LGBT group returns to Duquesne

By Zachary Landau | The Duquesne Duke

After more than a year of inactivity, Duquesne’s gay-straight alliance is functional once again.

The group, also known as Lambda, held its first meeting since 2013 on Oct. 22. Co-Presidents Hunter Ackley, 19, pharmacy student, and Rachel Coury, 20, psychology major, are thrilled with the response they have received thus far.

“I’m just very excited about it,” Coury said. “I think it’s a great peer-group for anyone on campus who is in this LGBT community, [and] even for people who are not in that community, … it’s just good to have this group as a support group.”

Originally founded in 2005, the group experienced a decline in leadership until it ceased operations in 2013, according to member Niko Martini.

“I almost think that maybe [Lambda] was dormant because people are intimidated by the fact that they’re on a Catholic campus,” Coury said, “but it hasn’t been an issue now that we’ve formed.”

According to the co-presidents, Lambda’s goal is to create a positive and supportive environment for LGBT students at Duquesne, where they have faced adversity in the past.

Last spring, the Student Government Association’s Student Life Committee was “denied approval of posting any materials that featured gay couples” for the Red Flag Campaign, an effort that strives to educate students about relationship abuse, according to Martini.

Martini said that even though many LGBT students have positive experiences on campus, acceptance among the Duquesne community “could be better.”

Supply Chain Management and International Relations senior Matthew Felix is gay, and he remembers a moment in the Power Center bathrooms when he overheard one male say to another “Why do they allow faggots in the locker room?”

“Once upon a time a comment like this would have bothered me,” Felix admitted.

Martini pointed out that the experience for LGBT students at Duquesne is very different from other universities.

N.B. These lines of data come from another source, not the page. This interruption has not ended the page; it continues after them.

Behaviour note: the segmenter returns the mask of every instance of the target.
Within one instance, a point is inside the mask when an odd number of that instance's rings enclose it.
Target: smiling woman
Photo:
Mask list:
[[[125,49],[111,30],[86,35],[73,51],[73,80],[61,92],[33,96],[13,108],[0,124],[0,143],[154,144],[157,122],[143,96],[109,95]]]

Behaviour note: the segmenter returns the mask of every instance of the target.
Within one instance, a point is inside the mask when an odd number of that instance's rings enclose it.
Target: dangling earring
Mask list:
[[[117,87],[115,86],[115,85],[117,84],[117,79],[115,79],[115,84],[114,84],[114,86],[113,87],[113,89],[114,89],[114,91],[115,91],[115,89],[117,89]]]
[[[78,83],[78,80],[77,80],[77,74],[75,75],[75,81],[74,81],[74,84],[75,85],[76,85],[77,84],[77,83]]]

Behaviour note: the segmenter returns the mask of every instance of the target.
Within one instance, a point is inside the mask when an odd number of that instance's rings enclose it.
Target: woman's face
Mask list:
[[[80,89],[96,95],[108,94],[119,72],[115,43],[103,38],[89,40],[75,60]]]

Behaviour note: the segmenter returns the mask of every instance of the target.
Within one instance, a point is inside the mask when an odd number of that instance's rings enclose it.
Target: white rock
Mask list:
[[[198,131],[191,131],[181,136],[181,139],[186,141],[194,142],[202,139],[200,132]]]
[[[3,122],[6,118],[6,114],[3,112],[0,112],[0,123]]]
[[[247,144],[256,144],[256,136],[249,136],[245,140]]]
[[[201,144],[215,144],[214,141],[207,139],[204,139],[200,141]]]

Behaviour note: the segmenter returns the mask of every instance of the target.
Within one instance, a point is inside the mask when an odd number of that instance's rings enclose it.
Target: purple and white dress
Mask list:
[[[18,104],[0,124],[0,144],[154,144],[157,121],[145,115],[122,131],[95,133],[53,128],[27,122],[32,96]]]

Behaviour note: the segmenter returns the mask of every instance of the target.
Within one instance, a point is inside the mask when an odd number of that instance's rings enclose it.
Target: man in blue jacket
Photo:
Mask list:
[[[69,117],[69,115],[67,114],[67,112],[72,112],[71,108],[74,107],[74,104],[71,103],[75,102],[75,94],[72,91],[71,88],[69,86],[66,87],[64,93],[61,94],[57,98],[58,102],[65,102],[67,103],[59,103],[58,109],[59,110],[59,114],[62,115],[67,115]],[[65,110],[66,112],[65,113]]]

“It’s definitely not as accepting as Pitt or Point Park,” Martini said. “I know a handful of students who are ‘out’ (have revealed their sexual orientation) to people outside of the Duquesne community, but not within the Duquesne community.”

According to Martini, some LGBT students even move off-campus to find more acceptance.

When asked about students that are made to feel uncomfortable because of their sexual or gender identity, Duquesne’s Vice President of Student Life Douglas Frizzell was adamant about resolving these issues.

“You’re going to have some [members of the Duquesne community] that are not going to be open to diversity,” he said. However, Frizzell emphasized that whenever LGBT students are made to feel unsafe or unwelcomed, the offending parties are going to be “held accountable.”

Frizzell cited Duquesne’s mission statement, which incorporates promoting diversity and inclusion, as the basis for the university’s attitude towards the LGBT community. Frizzell further elaborated that the university aims to follow the Church’s teachings of inclusivity and respecting the dignity of all persons.

Frizzell said he wants to hear more from LGBT students about “what can we do to make them feel comfortable.”

Lambda’s co-presidents said they would like to team up with other gay-straight alliances in the area, such as the University of Pittsburgh’s GSA, to find ways to support their members.

According to Coury, the group aims “to be informational … and to provide a safe place for all of our members who would otherwise be uncomfortable and want somewhere where they can feel like themselves.”